Opponents of state legislation that would make it a felony to harm others during permitted protests lack a clear understanding of the first amendment to the U.S. Constitution. It guarantees that “Congress shall make no law … abridging … the right of the people peaceably to assemble …”

Exactly what part of that right do those objecting to state legislation that would explicitly outlaw violence against others fail to understand?

The original Senate bill designating protests that evolve into physical attacks against others — others often being innocent victims who just happen to be in the wrong place at the wrong time — unlawful in this state lacked the support to warrant a committee vote. It prohibited the commission of other acts of mayhem as well, including blocking street traffic or torching buildings, during any legally precleared demonstration.

Its sponsors have revived the measure on the back of a House bill that successfully crossed over to the Senate.

Law-abiding citizens are that committed to its passage. Georgians in all 159 counties witnessed the nonsense and brutality that occurred in Atlanta during the height of anti-police protests last year. Firebombs flew, bystanders were injured, and property was destroyed.

Worst of all, 8-year-old Secoriea Turner was shot and killed as her mother was forced to drive around illegally placed barriers almost three weeks after the riots started. None of that constitutes or comes anywhere near any legitimate definition of a peaceful assembly.

Most everyone supports peaceful protests. In 2020, protesters in Brunswick managed to get their message across without disrupting or harming lives. Their strength and conviction were reflected well in their sheer numbers.

Georgia Sen. Randy Robertson, a Cataula Republican, feels all protests should be conducted in the proper light of the U.S. Constitution. His Senate Bill 171 would have written the requirement into state law, but the measure lost wind in the Senate Judiciary Committee for lack of a vote.
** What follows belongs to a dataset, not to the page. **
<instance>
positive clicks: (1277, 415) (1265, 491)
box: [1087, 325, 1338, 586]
A few nameless committee members refused to show their hand and for good reason. No one in their myopic political mind would want constituents at home to know they honestly consider the destruction of lives and property valid under the protection of the “peaceably assemble” clause of the U.S. Constitution.

State Senate and House members have an opportunity to extend real constitutional protections to innocent people by supporting and voting for this legislation.